Gator Tee Shirtz has determined that its productivity is given by the equation $f(x, y)=36 x^{1 / 4} y^{3 / 4}$, when $x$ units of labor and $y$ units of capital are used. Compute the marginal productivity of capital when $a^{4}$ units of labor and $b^{4}$ units of capital are used where $a$ and $b$ have the following values: \[ a=3, \text { and } b=6 \text {. } \] Round your answer to two decimal places.

Step 1 ：The productivity function is given by $f(x, y)=36 x^{1 / 4} y^{3 / 4}$.

Step 2 ：The marginal productivity of capital is given by the partial derivative of the productivity function with respect to $y$, denoted as $f_y$.

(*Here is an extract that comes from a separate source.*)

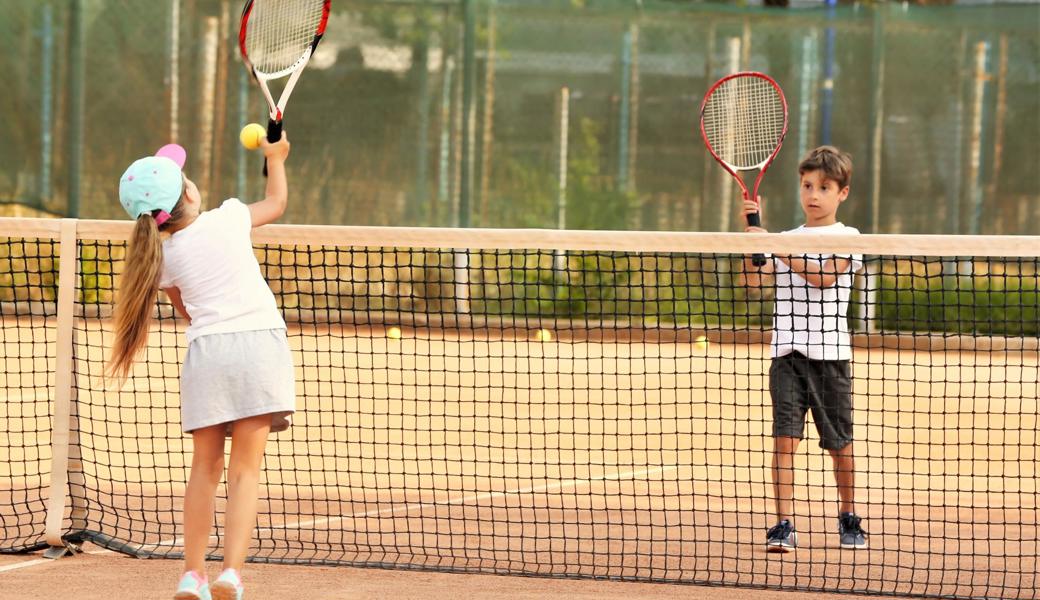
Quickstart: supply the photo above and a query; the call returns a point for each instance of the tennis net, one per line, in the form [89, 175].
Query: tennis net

Step 3 ：We have $f_y = 36 x^{1 / 4} * \frac{3}{4} y^{-1 / 4}$.

Step 4 ：Substitute $x = a^4$ and $y = b^4$ into the equation, we get $f_y = 36 a * \frac{3}{4} b^{-1}$.

Step 5 ：Given $a = 3$ and $b = 6$, substitute these values into the equation, we get $f_y = 36 * 3 * \frac{3}{4} * \frac{1}{6}$.

Step 6 ：Calculate the above expression, we get $f_y = 27$.

Step 7 ：So, the marginal productivity of capital when $a^{4}$ units of labor and $b^{4}$ units of capital are used is 27.